Thursday, February 28, 2008

Sound Days

Did you know that I have sound days? I believe this is also monthly cycle-related, but I discovered several years ago that on one or two days of a given month, I will be driven crazy by sound. The slightest unpleasant noise that normally will make me mildly notice it will, on a sound day, drive me freaking insane.

Once I was in Ste Genevieve with Carl and Lynn and we went into an ice cream parlor. The workers, many of them, were wearing rubber soled shoes that continually squeaked loudly and unpleasantly as they stopped and started on the ceramic floor. I was a crazy person wanting to get out of there. The sound was slicing thru my nervous system like a laser beam thru Jello.

Don't, on a sound day, let me be around a crying baby. I'll strangle the little shit. And rap music . . . OMG!!!

Friday, February 8, 2008

Kirkwood Tragedy

The news out of Kirkwood, MO is very sad. An enraged citizen stormed Kirkwood City Hall last night and killed five people before police returned fire, killing him.

The local news was all over it last night. One intrepid reporter, the cute and blond Laurie Waters was under great pressure because she was trying so hard to report without actually reporting. On the immediate heels of this tragedy, she WANTED to say that Mr. Thornton was enraged because the Kirkwood city council tends to mistreat everyone in Meacham Park (the black community of Kirkwood), and that he was among an entire neighborhood that had been disenfranchised by tax money-driven aldermen who have legislated in favor of businesses and not these residents.

In a story she reported last year, she learned some rather esoteric facts about this community which were apparently reinforced with this incident. Those facts speak to how a community of black people can be collectively enraged at their government.

But she couldn't say that because a) there is no excuse for slaughtering five people, and b) the community had just finished last week with the trial of the (black) man who shot and killed a (white) police sargent in Meacham Park in a senseless revenge shooting. The assailant was sentenced to death after a second trial.

I got the strong impression that Laurie felt a wave of understanding and sympathy for what Thornton and many other residents had endured at the hands of the city council, but was struggling with words that could express that without sounding like she was siding with a mass murderer.

It's a sad day here.

This whole thing reminds me of a social phenomenon I have come to think of as "the terrorist scapegoat." I first noticed it in the 80s when I was studying Northern Ireland and reaching out with my heart to the disenfranchised, disrespected, disallowed, dissed people there. It goes like this:

Your government or some other authority continuously acts unfairly toward you. You try to redress your grievances. You point out how unfair it is. You catalog all the ways that the system is set up to disable you from helping yourself and your family--from even surviving. You file papers and law suits and you write letters. You try to get the community to join you. You go on petition drives. You try to behave like someone who lives in a democracy (even though you don't).
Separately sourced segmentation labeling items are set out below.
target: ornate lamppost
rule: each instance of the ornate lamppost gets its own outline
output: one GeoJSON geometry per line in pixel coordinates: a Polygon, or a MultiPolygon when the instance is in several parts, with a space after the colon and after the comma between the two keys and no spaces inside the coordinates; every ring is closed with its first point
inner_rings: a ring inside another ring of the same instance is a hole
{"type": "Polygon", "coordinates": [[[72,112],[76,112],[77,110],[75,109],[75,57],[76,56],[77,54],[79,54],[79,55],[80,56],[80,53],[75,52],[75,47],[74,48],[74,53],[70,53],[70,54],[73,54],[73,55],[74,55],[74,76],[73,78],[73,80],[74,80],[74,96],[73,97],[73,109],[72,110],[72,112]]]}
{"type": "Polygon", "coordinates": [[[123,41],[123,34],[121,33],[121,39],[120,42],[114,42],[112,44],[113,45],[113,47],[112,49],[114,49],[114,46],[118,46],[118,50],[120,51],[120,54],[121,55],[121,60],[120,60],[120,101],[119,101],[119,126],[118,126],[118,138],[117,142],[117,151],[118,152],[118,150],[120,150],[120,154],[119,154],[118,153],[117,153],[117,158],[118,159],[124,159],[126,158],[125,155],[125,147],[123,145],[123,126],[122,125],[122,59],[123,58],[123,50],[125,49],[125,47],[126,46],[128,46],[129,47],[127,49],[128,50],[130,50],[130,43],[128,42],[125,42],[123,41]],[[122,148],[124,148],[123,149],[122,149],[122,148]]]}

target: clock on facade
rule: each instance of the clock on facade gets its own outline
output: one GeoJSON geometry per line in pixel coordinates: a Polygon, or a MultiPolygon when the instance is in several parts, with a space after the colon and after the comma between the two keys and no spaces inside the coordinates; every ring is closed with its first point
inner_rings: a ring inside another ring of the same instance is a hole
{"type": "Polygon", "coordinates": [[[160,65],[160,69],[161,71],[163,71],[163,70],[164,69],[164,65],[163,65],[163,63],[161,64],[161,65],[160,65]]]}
Your complaints fall on deaf ears. The system is set up as it is on purpose, and if the set up is not deliberately designed to hurt and/or kill you, it is at least true that those in charge don't care about you. You are part of a second class citizenry and your concerns and grief will never, ever be important to those in charge.

So, you protest. You use every small bit of resources to defend your life you can find. In Northern Ireland in the early 70s, those dismissed people even resorted to peaceful protests carrying placards and singing "We Shall Overcome," taking their queue from Dr. Martin Luther King.

They were shot at by police. Fourteen unarmed men and boys were killed when they were struck in their backs as they ran away. This happened on Bloody Sunday. You may recall the U2 song of the same name about that tragedy.

So you then learn, sometimes after years of acute frustration that you cannot get anywhere by legal means.

It was once said that the definition of insanity is to do the same thing over and over and over and expect a different result.

So, since you are not insane, you do something different. In your frustration you feel forced to do something violent. You do something unforgivably ghastly. You act against your own nature and the sensibilities of the entire society.

And it works! The outcome has changed! Now, not only are you ineffectual in your quest to live and prosper, you are also a societal pariah. In the case of Cookie Thornton, you are a nutball, a kook, a madman. In the case of the Northern Irish Catholics, you're a terrorist.

And all you're trying to do is survive.

Disclaimer: I don't agree with Thornton storming into a city council meeting and killing people. Certainly not. I don't justify it, but I do understand it. He is coming from a disenfranchised community that has banged it's head on a brick wall for a long time with no efficacy.

This tragedy is a microcosm of race relations in this entire country. But will we learn from it? I doubt it. We don't learn from much as a society if we can find a way to assign blame to someone and keep it off of ourselves.